/Matrix-Multiplication-Hadoop

Hadoop MapReduce program to compute multiplication of two sparse matrices

Primary LanguageJava

Matrix-Multiplication-Hadoop

Simple Program to multiply two matrices using Hadoop MapReduce

Program executed on SDSC Comet Cluster, using XSEDE Login (Special thanks to professor and XSEDE for making this possible)

Input File Format:

i,j,value
.
.
.
i,j,value

Output File Format (Resultant Multiplied Matrix):

i,j,value
.
.
.
.
i,j,value

Input Files with two capacities are provided.

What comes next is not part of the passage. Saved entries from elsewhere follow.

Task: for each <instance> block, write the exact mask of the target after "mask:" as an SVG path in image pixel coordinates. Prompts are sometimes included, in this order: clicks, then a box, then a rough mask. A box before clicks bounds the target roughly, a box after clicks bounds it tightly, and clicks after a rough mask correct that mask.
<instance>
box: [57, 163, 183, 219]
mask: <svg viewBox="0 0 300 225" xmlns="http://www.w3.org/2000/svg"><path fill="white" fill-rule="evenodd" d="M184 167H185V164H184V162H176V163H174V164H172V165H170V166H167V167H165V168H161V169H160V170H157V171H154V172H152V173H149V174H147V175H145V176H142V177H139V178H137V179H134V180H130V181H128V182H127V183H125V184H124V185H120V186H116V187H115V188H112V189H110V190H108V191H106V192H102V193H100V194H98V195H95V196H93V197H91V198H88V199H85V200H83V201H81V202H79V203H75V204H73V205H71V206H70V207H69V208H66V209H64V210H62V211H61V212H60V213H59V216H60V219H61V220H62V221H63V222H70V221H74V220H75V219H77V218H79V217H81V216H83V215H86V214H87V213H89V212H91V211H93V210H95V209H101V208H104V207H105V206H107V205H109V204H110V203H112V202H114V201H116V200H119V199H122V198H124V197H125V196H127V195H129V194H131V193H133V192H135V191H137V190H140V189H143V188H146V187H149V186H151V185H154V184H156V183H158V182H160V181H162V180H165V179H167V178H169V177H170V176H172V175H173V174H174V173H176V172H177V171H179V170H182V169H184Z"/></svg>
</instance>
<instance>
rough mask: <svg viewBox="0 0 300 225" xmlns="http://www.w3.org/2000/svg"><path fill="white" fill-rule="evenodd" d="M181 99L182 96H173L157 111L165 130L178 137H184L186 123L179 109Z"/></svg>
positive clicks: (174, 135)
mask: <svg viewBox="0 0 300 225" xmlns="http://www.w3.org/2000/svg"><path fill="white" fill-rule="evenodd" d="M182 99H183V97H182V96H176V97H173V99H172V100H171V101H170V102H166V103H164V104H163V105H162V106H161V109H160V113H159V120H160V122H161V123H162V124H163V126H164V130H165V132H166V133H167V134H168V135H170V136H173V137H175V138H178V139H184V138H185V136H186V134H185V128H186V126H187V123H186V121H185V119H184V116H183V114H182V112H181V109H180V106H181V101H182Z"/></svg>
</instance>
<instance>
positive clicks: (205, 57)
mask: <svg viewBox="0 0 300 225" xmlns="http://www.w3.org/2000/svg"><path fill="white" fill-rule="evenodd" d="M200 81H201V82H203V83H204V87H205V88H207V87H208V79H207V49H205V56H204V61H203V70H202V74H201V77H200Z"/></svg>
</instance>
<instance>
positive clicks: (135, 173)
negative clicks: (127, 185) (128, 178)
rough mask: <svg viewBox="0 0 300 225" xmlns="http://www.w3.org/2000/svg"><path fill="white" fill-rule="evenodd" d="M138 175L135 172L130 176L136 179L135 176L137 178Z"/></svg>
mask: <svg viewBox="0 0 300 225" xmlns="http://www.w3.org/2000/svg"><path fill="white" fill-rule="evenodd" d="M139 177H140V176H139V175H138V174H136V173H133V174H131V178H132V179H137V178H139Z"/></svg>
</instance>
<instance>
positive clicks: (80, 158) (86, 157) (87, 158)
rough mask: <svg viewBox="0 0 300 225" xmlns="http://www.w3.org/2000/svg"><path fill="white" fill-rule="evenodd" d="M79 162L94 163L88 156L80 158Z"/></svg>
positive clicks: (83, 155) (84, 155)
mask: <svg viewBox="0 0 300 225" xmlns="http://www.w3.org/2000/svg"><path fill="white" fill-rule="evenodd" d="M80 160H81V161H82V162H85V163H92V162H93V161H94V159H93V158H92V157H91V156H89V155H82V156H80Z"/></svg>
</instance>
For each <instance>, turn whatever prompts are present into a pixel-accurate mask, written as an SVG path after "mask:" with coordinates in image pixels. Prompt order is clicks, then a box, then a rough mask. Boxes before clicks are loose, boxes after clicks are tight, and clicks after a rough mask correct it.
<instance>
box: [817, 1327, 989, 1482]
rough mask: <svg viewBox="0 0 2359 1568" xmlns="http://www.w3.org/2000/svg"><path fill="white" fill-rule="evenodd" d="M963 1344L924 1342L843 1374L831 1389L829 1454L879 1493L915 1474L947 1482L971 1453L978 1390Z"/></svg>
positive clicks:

  1. something-small.txt (To check the program in local mode)
  2. something-large.txt (To check the program in distributed mode)

Build and Run

Use sbatch to queue jobs in cluster

  1. Using .build file to compile the program
  2. Using .local.run files to test the program in local mode.
  3. Using .distr.run files to test the program in distributed mode.

Program Stages

Stage 1

Map the input matrices line by line and emits the matrix element. Use a reducer to multiply value for same indices.

Stage 2

Use the output from the Stage 1 Reducer and pass along the same input to the Stage 2 reducer, where all the values having same index pairs are summed up to get the final output value.

Pseudocode:

First Map-Reduce job:
map(key,line) =               // mapper for matrix M
    split line into 3 values: i, j, and v
    emit(j,new Elem(0,i,v))

map(key,line) =               // mapper for matrix N
    split line into 3 values: i, j, and v
    emit(i,new Elem(1,j,v))

reduce(index,values) =
A = all v in values with v.tag==0
B = all v in values with v.tag==1
for a in A
for b in B
emit(new Pair(a.index,b.index),a.value*b.value)
Second Map-Reduce job:
map(key,value) = // do nothing
emit(key,value)

reduce(pair,values) = // do the summation
m = 0
for v in values
m = m+v
emit(pair,pair.i+","+pair.j+","+m)